There are brands that consumers trust and there are brands that consumers love. Love is not easy to achieve. It requires a certain tipping point of positive stimulus in the consumer brain. We are mistaken if we believe a brand can be loved by meeting the personal preferences of its consumers. There is no measure of contribution a brand can make to achieve love by satisfying consumer preferences in relation to self-interest.
That’s because the human emotion of love is not associated with self-interest. Love is more closely associated with selflessness. The old model built on self-interest was never able to fully explain why people would choose to have children, or why they would sacrifice so much for them. Love is an unconscious motivator that moves the human condition past the base motivators of self-interest toward social awareness, or even preference toward others.
In Nobel Prize-winning economist George Akerlof and Rachel Kranton’s hypothesis on Identity Economics, they questioned the original concept of behavioral economics. They found that belonging and values of community are core to human identity. That’s why values are often the most powerful force of influence in consumer behavior, or any behavior for that matter. Indeed, they wrote about the rules for behavior saying modern scholars “agree on the importance of anxiety that a person experiences when she violates her internalized rules.”
That means the consumer brain feel less anxiety over choices about features and benefits than they do when they make choices that might violate their core purpose or values. These core values are tied directly to the most powerful motivator in the consumer brain: love.
Perhaps you think it’s silly for a brand to promise selfless love to its consumers, but consider Subaru. It wasn’t flattering to show a car smashed in a commercial about Subaru.
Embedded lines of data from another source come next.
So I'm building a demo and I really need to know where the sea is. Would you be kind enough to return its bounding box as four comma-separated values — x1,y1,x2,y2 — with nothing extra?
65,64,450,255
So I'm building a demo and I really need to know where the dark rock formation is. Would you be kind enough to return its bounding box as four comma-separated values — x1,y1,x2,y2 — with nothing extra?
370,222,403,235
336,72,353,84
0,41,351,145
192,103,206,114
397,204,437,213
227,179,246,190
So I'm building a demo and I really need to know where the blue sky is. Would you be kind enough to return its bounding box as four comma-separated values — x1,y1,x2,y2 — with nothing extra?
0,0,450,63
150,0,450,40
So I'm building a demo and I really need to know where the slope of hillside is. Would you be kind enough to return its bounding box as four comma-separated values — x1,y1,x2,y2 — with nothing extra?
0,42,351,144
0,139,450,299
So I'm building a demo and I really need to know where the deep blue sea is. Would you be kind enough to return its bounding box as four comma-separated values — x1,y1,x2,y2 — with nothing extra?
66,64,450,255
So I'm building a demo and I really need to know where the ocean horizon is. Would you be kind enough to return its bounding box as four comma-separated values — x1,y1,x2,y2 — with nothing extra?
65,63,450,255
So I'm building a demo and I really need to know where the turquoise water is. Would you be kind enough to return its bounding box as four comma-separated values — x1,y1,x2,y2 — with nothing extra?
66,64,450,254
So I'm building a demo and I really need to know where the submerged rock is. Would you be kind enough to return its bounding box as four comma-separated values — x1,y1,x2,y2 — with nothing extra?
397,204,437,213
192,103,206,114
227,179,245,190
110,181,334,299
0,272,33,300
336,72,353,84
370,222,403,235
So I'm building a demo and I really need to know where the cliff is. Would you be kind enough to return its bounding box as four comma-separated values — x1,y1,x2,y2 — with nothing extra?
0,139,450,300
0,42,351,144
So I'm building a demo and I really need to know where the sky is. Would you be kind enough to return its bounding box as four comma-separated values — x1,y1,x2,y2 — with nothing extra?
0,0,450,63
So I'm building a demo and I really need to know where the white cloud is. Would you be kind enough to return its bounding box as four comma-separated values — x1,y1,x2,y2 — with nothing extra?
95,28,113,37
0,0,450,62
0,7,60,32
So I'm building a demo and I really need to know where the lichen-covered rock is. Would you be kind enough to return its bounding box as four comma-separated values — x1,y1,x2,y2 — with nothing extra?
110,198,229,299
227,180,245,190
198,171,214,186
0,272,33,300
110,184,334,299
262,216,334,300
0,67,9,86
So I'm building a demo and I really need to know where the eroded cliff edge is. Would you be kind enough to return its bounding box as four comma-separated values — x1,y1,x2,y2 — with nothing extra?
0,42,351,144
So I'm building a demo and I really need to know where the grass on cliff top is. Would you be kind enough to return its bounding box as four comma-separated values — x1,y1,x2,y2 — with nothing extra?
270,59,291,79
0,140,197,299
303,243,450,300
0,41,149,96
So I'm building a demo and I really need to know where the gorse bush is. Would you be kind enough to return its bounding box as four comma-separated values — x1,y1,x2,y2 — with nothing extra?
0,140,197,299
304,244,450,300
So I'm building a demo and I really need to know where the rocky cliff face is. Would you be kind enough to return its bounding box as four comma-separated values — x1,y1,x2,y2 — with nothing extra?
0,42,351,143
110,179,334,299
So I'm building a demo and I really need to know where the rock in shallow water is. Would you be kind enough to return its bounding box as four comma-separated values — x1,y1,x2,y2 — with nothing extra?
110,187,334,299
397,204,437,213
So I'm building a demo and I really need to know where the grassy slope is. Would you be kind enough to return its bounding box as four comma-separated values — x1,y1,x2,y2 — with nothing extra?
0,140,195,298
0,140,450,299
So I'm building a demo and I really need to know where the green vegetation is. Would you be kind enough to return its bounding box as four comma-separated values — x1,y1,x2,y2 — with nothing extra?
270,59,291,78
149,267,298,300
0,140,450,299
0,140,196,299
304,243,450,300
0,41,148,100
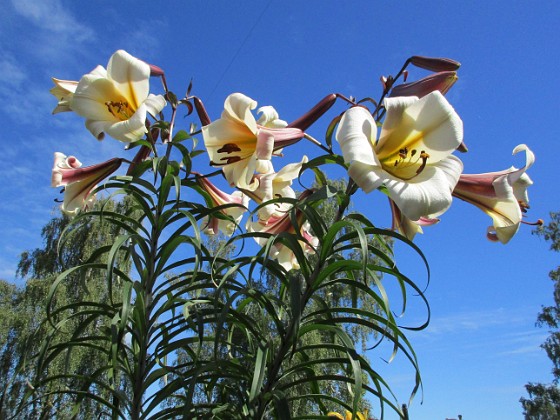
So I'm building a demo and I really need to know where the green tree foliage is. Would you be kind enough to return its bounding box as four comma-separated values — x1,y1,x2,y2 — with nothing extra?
520,213,560,420
0,200,135,418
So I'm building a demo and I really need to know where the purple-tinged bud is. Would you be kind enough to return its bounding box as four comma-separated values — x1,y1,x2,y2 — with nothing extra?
379,76,387,91
192,96,212,127
287,93,338,131
148,63,165,77
126,146,152,175
457,141,469,153
389,71,458,98
408,55,461,71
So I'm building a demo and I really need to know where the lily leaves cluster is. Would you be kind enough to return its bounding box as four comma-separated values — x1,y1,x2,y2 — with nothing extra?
29,50,534,419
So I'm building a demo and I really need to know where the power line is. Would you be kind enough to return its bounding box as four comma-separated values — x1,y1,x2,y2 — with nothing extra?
208,0,272,98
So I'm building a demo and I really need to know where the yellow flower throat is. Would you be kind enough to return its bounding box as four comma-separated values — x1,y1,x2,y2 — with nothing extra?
105,100,134,121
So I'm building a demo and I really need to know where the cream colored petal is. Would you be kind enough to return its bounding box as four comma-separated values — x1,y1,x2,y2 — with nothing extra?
375,91,463,164
348,162,387,193
222,156,258,191
72,75,124,121
384,156,463,221
107,50,150,110
144,93,167,118
222,93,257,135
336,107,378,165
202,118,257,165
50,77,78,100
513,174,533,204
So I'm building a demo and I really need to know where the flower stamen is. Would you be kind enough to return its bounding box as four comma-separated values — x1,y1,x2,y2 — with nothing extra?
105,101,134,121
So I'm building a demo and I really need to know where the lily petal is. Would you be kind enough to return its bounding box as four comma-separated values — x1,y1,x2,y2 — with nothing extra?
107,50,150,109
375,91,463,167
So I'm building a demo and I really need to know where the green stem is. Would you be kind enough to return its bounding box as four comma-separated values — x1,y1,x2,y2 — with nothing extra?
256,178,356,419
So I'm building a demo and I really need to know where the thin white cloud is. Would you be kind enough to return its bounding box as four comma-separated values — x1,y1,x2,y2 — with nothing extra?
426,308,522,335
12,0,95,42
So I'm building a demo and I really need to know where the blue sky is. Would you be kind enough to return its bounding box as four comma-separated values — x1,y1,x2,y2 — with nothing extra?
0,0,560,420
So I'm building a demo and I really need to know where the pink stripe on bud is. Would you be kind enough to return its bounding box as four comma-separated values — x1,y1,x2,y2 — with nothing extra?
390,71,458,98
408,55,461,71
288,93,337,131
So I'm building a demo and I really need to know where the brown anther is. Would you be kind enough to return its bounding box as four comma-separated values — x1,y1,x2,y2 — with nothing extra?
416,150,430,175
105,101,134,121
220,156,241,165
218,143,241,153
521,219,544,226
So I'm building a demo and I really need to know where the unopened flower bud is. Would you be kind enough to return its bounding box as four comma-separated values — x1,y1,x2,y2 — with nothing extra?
193,96,212,126
287,93,337,131
408,55,461,71
147,63,165,77
390,71,458,98
126,145,152,175
457,141,469,153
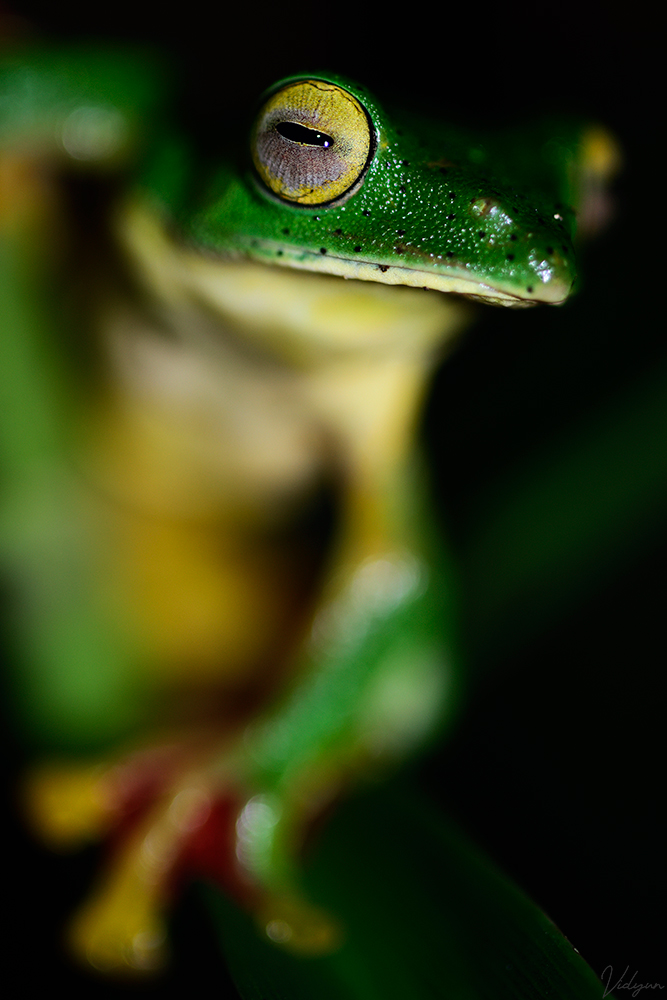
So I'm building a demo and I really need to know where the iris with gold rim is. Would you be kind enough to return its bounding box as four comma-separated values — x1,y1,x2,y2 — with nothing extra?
251,79,375,207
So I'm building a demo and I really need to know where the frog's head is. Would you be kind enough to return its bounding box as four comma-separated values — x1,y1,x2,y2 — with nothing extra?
185,76,596,306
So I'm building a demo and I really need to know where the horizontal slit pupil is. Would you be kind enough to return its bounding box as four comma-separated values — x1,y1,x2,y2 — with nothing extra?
276,122,333,149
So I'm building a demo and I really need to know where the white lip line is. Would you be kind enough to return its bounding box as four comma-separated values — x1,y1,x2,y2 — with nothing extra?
250,240,569,305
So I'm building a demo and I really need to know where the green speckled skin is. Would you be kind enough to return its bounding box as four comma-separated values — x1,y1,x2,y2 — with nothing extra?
186,75,575,304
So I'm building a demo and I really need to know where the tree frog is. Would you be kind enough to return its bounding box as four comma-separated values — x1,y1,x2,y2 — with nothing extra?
0,49,615,971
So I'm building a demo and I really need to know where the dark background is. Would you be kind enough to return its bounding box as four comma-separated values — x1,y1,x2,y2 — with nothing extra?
5,2,667,996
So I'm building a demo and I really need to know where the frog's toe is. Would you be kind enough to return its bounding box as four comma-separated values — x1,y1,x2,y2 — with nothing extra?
256,896,343,956
22,764,114,850
68,900,167,975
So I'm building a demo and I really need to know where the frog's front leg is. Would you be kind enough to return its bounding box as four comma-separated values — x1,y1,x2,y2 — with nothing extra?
232,357,462,952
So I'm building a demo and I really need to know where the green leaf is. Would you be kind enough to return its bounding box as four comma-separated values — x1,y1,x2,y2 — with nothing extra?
208,783,601,1000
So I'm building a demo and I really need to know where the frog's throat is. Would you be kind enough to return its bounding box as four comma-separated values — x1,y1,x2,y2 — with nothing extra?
222,240,572,308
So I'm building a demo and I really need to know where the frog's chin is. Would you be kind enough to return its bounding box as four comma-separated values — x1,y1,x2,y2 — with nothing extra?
253,251,572,309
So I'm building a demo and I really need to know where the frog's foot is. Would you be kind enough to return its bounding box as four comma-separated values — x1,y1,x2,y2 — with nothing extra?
62,774,217,974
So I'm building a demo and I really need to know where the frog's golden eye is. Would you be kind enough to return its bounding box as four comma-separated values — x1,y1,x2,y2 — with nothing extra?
251,80,374,206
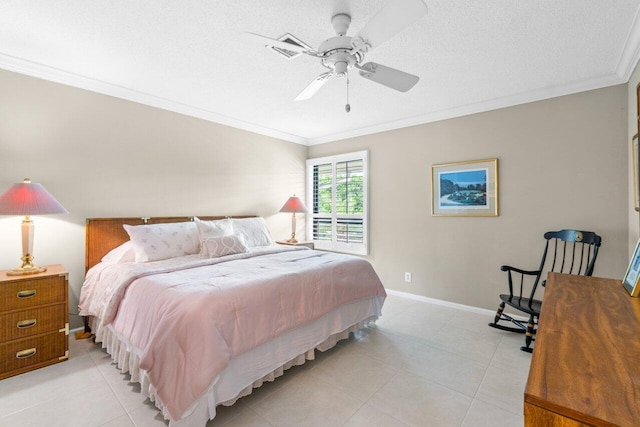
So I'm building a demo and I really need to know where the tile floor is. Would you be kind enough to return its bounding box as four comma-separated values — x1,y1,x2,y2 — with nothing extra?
0,295,531,427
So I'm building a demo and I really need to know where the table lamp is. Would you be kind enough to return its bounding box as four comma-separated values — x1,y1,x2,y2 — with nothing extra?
0,178,68,276
280,194,307,243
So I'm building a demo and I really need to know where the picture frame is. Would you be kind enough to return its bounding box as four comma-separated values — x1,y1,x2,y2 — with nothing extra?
431,158,498,216
622,240,640,297
631,134,640,212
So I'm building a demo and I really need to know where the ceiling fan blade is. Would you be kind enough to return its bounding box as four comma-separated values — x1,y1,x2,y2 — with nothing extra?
295,71,333,101
354,0,427,49
356,62,420,92
242,32,315,54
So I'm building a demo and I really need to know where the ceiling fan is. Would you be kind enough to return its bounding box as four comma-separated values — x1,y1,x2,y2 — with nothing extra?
245,0,427,106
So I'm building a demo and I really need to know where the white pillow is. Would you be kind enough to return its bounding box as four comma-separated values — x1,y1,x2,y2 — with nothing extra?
200,234,249,258
123,221,200,262
195,217,233,257
231,217,275,248
102,240,136,264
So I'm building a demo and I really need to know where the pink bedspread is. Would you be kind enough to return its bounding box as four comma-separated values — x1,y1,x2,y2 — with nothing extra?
81,250,386,419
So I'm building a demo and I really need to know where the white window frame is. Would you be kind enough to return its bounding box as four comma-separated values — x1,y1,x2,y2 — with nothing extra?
306,150,369,255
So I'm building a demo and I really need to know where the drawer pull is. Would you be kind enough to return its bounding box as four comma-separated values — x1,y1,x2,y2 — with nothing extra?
16,348,36,359
18,289,36,298
17,319,37,329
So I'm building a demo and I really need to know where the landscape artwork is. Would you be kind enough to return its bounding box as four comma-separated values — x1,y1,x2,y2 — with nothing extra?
431,159,498,216
438,169,488,209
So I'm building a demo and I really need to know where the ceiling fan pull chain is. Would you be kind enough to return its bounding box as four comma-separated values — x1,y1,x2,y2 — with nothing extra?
344,71,351,113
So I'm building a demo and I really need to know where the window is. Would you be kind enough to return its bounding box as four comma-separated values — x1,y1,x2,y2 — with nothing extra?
307,151,368,255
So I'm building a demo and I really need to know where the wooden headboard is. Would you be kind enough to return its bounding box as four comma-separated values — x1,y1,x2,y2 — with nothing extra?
84,215,253,273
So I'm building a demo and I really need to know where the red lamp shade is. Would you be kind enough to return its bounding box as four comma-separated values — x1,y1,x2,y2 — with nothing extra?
0,179,69,215
280,194,307,244
280,196,307,213
0,179,68,276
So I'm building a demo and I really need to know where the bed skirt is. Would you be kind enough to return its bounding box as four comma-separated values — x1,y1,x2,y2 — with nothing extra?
91,296,384,427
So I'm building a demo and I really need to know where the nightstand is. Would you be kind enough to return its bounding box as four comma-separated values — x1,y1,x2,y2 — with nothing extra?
0,265,69,379
276,240,313,249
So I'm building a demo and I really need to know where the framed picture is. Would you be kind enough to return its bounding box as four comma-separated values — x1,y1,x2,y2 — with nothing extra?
631,134,640,211
622,240,640,297
431,159,498,216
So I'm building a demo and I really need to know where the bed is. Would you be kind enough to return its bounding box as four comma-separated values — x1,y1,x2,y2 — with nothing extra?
79,216,386,427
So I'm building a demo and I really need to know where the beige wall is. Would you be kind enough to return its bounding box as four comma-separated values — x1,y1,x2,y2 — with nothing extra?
627,61,640,252
309,85,629,309
0,71,307,326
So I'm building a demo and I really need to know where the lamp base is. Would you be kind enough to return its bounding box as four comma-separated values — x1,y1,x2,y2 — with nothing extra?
7,265,47,276
7,253,47,276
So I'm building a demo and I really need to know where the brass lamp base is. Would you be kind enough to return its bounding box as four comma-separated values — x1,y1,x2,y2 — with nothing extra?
7,254,47,276
7,266,47,276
In the commercial titled “I’m Sorry,” after a teenager gets in a car accident, the mom says, “You’re OK? That’s all that matters.”
When Subaru demonstrated safety as a selfless value owned by the brand, they earned the right to say, “Love, it’s what makes a Subaru a Subaru.” They were able to tie crash safety features to emotionally charged values of self-sacrifice that Subaru demonstrated by showing its vehicle smashed.
Values such as love are verified by action. That’s because the evolved consumer brain is acutely perceptive. It possesses an authenticity barometer that will test your values to be sure they are true. Before the consumer brain assigns love to your brand, your brand will need to demonstrate love first.